The first advantage is related to supply and demand. Because many individuals avoid premium bonds, their supply is greater. Another reason for the greater supply of premium bonds is that most trust companies have strict buying parameters that limit what they can purchase, with prices generally ranging between $98 and $102. The limit is because, in many trust documents, trustees are required to balance the interests of the income beneficiary (often a spouse) and the remaindermen (often children from another marriage). When buying bonds, this means trustees cannot buy bonds either at a great discount or a large premium. Also, many retail brokers put their clients in the same types of par-priced bonds. These two categories of buyers help create strong market demand for lower coupon bonds. Strong demand for a limited product means prices are higher and yields lower. Lower demand for premium bonds results in higher yields for bonds of the same maturity. It also provides a larger pool of bonds from which to buy.

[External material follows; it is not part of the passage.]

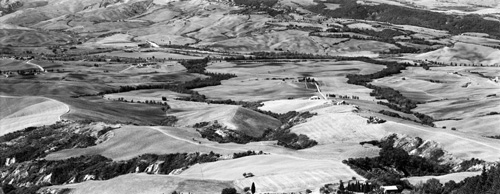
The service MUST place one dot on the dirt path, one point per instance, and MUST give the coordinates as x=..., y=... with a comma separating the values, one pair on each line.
x=457, y=136
x=40, y=67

A second advantage to buying premium bonds is that their higher coupon makes them less sensitive to the negative effect of rising interest rates on price. The higher coupon shortens the bond's duration, which is a measure of the price sensitivity of a fixed-income investment to a change in interest rates. That makes premium bonds less susceptible to increasing interest rates. If interest rates do rise, the higher coupon payment on the bond provides the investor with more current cash to reinvest at the now-higher market rates. Thus, premium bonds can offer higher risk-adjusted returns. To demonstrate, consider two New York City municipal bonds that our trading desk recently considered for a client.
Aug. 1, 2023
Aug. 1, 2023
A 1 percent rise in interest rates would cause the price of Bond 1 to fall about 8.1 percent. The same rise in rates would cause the price of Bond 2 to fall 7.6 percent. So, while many investors would avoid Bond 2 because they don't want to pay almost 18 percent more than the value at which the bond will mature, we prefer Bond 2 because the yield is the same as Bond 1 and it will fall less in price if rates rise - a major concern of today's investors.
Premium bonds can also provide some tax advantages. For taxable bonds (not municipals), the IRS allows a one-time election to amortize (write down over time) the premium paid over the remaining life of the bond. The ability to deduct the amortized premium improves the bond's after-tax return. With municipal bonds, many states - for example, my home state of Missouri - will allow investors to amortize premiums on out-of-state bonds. This additional capacity to improve after-tax returns is something many CPAs, let alone individual investors, are unaware of.
A final advantage to purchasing premium bonds is the ability to avoid onerous tax implications created by buying discount bonds. The term de minimis refers to circumstances under which an investor must pay capital gains taxes for any bond bought at a discount to face value, original issue discount excluded, in excess of a quarter-point per year to maturity. This can significantly reduce the bond's after-tax yield. The same concern exists for low coupon bonds that aren't subject to this tax at time of purchase. If the owner wants to sell the bond and rates are higher at the time of sale, the market will treat the bond as de minimis, and the client's bid price will be significantly lower than for the same bond with a higher coupon not in de minimis territory. Many investors are unaware of this situation, but we take strong measures to avoid it.
Greater supply, lower susceptibility to rising interest rates and significant tax advantages are all reasons we generally recommend higher coupon bonds for our clients, and those are reasons why you should prefer them as well.